一言メモ: 先日投稿「国語力の貧困」に関する一案

「忖度」という言葉だが、元来の意味から乖離してマスコミでは負のイメージが与えられて、現代社会では、というよりもここ数年の世間で通用している。

たとえばTVのワイドショーに出てくるコメンテーターなども、『政策論争ではなく、忖度ばかりが得意な人が評価される、嘆かわしい』などと発言する。

元来、上役、のみならず関係者一同の胸中を忖度することの巧みな人は、得難い人材として高く評価されてきた。歴史を少し勉強すればすぐに分かることだ。いや、歴史というより、身の回りのなんでもよいから紛争が解決に至るまでのプロセスを細かに観察すれば納得するはずだ。
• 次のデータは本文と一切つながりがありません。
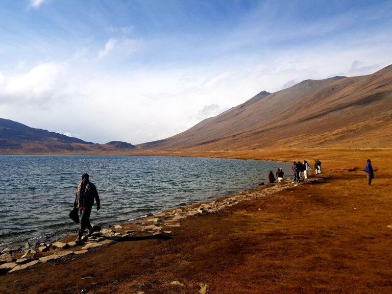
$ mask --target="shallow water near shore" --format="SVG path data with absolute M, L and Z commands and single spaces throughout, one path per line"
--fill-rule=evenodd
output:
M 101 209 L 90 220 L 109 226 L 165 209 L 255 188 L 289 163 L 216 158 L 121 156 L 0 156 L 0 246 L 75 233 L 68 216 L 84 173 Z

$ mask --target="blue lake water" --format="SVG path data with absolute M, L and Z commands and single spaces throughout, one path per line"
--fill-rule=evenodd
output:
M 84 173 L 101 201 L 105 226 L 255 188 L 289 163 L 194 157 L 0 156 L 0 246 L 76 233 L 68 214 Z M 287 174 L 290 174 L 287 173 Z

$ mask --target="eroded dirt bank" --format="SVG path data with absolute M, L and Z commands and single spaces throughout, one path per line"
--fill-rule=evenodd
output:
M 230 154 L 319 158 L 319 181 L 180 219 L 170 239 L 118 242 L 1 276 L 0 293 L 390 293 L 390 152 L 292 151 Z M 361 170 L 368 157 L 378 169 L 371 187 Z

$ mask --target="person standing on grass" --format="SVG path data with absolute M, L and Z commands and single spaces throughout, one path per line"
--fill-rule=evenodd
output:
M 305 172 L 304 168 L 304 164 L 301 163 L 301 161 L 298 161 L 299 166 L 300 167 L 300 179 L 301 182 L 303 182 L 304 178 L 302 177 L 302 174 Z
M 82 175 L 82 181 L 78 185 L 76 197 L 74 203 L 74 209 L 79 210 L 81 216 L 78 238 L 76 242 L 82 241 L 82 236 L 86 228 L 88 229 L 87 236 L 90 236 L 93 233 L 91 224 L 90 224 L 90 214 L 94 200 L 96 202 L 96 210 L 99 210 L 101 208 L 101 201 L 98 192 L 95 185 L 90 182 L 89 177 L 88 174 L 83 174 Z
M 301 163 L 301 162 L 298 161 L 297 163 L 296 163 L 296 173 L 297 173 L 296 176 L 297 176 L 297 181 L 302 182 L 302 178 L 301 177 L 301 166 L 302 165 L 302 163 Z
M 317 174 L 321 174 L 321 161 L 317 160 L 317 167 L 318 167 Z
M 318 174 L 318 163 L 317 160 L 314 160 L 314 175 Z
M 275 182 L 275 177 L 274 176 L 274 173 L 272 170 L 270 170 L 270 173 L 268 174 L 268 181 L 270 183 Z
M 366 172 L 368 177 L 368 184 L 370 186 L 372 184 L 372 179 L 374 179 L 374 174 L 373 172 L 373 167 L 372 166 L 372 161 L 368 159 L 366 166 L 365 166 L 365 172 Z
M 299 182 L 299 179 L 297 178 L 297 162 L 295 161 L 292 162 L 292 166 L 291 166 L 291 169 L 292 169 L 292 171 L 294 173 L 294 180 L 292 181 L 292 182 L 295 183 L 296 182 Z
M 276 172 L 276 177 L 278 178 L 278 183 L 280 183 L 283 180 L 283 176 L 284 173 L 282 168 L 278 168 L 278 172 Z
M 310 171 L 311 169 L 310 166 L 308 164 L 308 162 L 306 160 L 304 160 L 304 177 L 305 180 L 308 178 L 308 171 Z

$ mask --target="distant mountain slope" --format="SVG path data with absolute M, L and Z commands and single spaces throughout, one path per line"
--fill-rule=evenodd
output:
M 46 130 L 0 118 L 0 153 L 40 154 L 123 152 L 135 148 L 126 142 L 94 144 Z
M 45 141 L 49 139 L 57 139 L 64 142 L 93 144 L 80 139 L 68 137 L 58 133 L 49 132 L 47 130 L 30 128 L 10 119 L 0 118 L 0 139 L 15 142 L 31 141 Z
M 167 139 L 160 150 L 392 147 L 392 66 L 368 76 L 308 80 L 245 103 Z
多分、マスコミは妥協を嫌い、トップや上役とも喧嘩できる人材が欲しいのだろう。そんな人は「剛直」と評される。

剛直な人の正反対の位置にいる人間は忖度の上手な人間ではない。「阿諛追従」をむねとする人材。小生の叔父の得意な表現を選ぶと「殿中の小坊主」、より簡単に「小坊主」。王朝時代の中国ならば「あの宦官野郎」というところの人物になる。学者が阿諛追従をこととするようになれば、いわゆる「曲学阿世の徒」という呼び名になる。吉田茂元首相がある東大教授を非難して用いた言葉として有名になった。「曲学」は「学を曲げる」、「阿世」は「世に おもね る」、という意味である。マスメディアが「忖度」という言葉を使う際、この「阿る」という言葉を使う方が正しいことは間違いない。「 へつら う」という言葉も類似語だ。

要するに<士>と<宦官>との対立的な二つのタイプがイメージとしてあるのはすぐに分かるわけだ。
あの「小坊主」がまた社長を喜ばせようと、甘いことばかりをほざきおって…。やっと決定した改革方針が覆されたぞ、何とかせんとナ……まったく売り上げが落ちてからは阿諛追従の輩ばかりが横行して、お先真っ暗だ!
まあ、そういう情景である。どこにでも「▲▲社の柳沢吉保」はいるものなのである ― 歴史的事実として、徳川綱吉の寵臣・柳沢美濃守吉保が阿諛追従をむねとする佞臣であったか、気難しい綱吉将軍の意中を忖度して幕政を調整する達人であったのか、この問題はまた別の話題である。

人材の劣化を問題視して「忖度」という言葉を使っているのは意識としては分かる。しかし、「忖度」がダメだと言い出せば現実の企業組織は活力を失い、より一層衰退するばかりだろう。

忖度と阿諛追従の区別さえも出来ないのは、小中学校、高校を通して、読書を十分にしなかったために決まっている話だ。基礎学力が不十分なまま、メディアと言う社会でも重要な仕事を割り当てられている例が多きに過ぎる点が、現代日本社会では最も懸念するべき問題だと思われる。

『カエルの面に水』かもしれないが、そのマスコミが好きな言葉が最も有効な警句になるかもしれない。
言葉が最も大事なのです
忖度がダメだというその人物こそ、誰かに対して阿諛追従をしているかもしれないのだ。善い行為にせよ、悪い行為にせよ、それぞれ名詞が与えられている。その行為を何と呼ぶべきか、手当たり次第に流行の言葉を使うという耳学問では、世に阿っているだけではなく、世を惑わせることにもなる。